Chunking

chunk_content ¶

chunk_content(content, single_threshold=100, composite_threshold=200)

Generate a list of content chunks from a given string. The function will only split at a new line and never in the middle of a sentence. Which means it tries its best to preserve the structure of the original text.

Parameters:

Name	Type	Description	Default
`content`	`str`	The input string to be chunked.	required
`single_threshold`	`int`	The minimum length of a single chunk. Defaults to 100.	`100`
`composite_threshold`	`int`	The maximum length of a composite chunk.
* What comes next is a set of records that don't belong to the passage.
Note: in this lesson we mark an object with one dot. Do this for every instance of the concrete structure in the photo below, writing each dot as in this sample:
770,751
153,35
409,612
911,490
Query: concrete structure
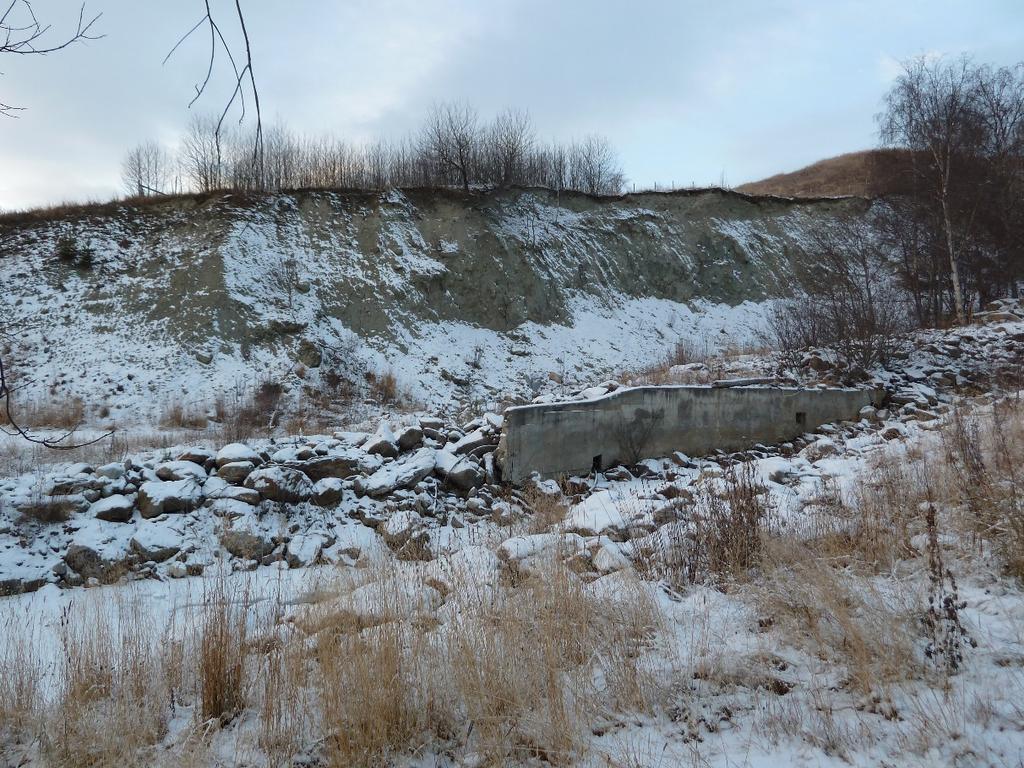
632,424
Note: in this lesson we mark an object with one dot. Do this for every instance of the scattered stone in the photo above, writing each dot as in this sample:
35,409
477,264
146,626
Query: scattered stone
114,471
281,484
238,452
328,492
305,549
245,544
461,472
114,508
197,456
329,466
397,475
156,542
90,564
159,497
180,470
236,472
409,438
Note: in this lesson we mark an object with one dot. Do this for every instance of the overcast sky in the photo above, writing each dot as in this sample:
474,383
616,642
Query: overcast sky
687,90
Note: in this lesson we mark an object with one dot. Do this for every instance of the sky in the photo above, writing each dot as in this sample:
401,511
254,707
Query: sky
688,91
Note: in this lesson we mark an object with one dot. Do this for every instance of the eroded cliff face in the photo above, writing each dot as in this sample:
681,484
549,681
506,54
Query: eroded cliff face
480,295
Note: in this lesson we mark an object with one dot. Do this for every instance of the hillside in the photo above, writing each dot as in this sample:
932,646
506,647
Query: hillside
481,297
871,173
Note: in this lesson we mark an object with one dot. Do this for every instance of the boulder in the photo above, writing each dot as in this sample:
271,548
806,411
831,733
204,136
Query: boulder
397,475
305,549
158,497
281,484
459,471
327,493
51,508
236,493
90,564
114,508
820,450
156,542
381,445
238,452
409,438
180,470
113,471
336,465
309,354
197,456
236,472
245,544
475,439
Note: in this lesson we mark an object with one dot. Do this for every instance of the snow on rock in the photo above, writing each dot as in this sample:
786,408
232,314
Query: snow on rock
476,438
114,508
458,470
156,542
238,452
305,549
399,474
179,470
159,497
338,464
281,484
328,492
523,547
236,472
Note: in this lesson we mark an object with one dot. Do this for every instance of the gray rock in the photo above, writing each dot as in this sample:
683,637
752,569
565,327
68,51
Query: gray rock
245,544
180,470
329,466
114,508
89,564
328,493
381,445
281,484
197,455
159,497
156,549
236,472
238,452
462,472
113,471
409,438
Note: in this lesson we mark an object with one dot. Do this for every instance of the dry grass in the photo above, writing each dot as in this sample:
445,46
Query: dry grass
178,416
222,647
866,174
114,670
64,414
849,622
383,387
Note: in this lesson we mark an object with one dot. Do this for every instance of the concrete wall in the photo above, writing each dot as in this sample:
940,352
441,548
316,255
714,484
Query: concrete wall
644,422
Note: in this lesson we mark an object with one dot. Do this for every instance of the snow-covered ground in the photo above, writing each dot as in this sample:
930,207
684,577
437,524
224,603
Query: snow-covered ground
847,598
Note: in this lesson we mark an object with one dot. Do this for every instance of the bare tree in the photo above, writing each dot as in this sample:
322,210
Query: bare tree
244,75
931,111
510,141
451,138
146,170
852,302
23,34
594,168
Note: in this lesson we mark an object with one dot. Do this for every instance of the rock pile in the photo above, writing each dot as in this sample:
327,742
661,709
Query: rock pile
293,501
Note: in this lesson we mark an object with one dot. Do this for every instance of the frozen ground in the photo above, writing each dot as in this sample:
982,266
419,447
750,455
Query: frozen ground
851,598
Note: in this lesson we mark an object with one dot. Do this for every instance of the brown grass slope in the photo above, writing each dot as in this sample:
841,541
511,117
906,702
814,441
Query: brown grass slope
870,173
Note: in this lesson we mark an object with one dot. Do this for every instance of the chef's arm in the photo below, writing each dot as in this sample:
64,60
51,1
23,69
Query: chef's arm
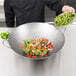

Defaults to 200.	`200`

Returns:

Type	Description
`list[str]`	list[str]: A list of content chunks.

Description

This function takes a string content and splits it into smaller chunks based on the specified thresholds.
It first splits the string into parts using the newline and carriage return characters as delimiters.
It then iterates over each part and checks if the length of the part exceeds the single_threshold.
If it does, it is considered a paragraph and added as a separate chunk.
If the length of the current chunk exceeds the composite_threshold, it is also added as a separate chunk.
Finally, the function returns a list of all the generated chunks.

Example

content = (
    # long paragraph
    "Lorem ipsum dolor sit amet, consectetur adipiscing elit ... \n"
    "A quick brown fox jumps over the lazy dog.
)
chunk_content(content)

['Lorem ipsum dolor sit amet, consectetur adipiscing elit ...',
'A quick brown fox jumps over the lazy dog.']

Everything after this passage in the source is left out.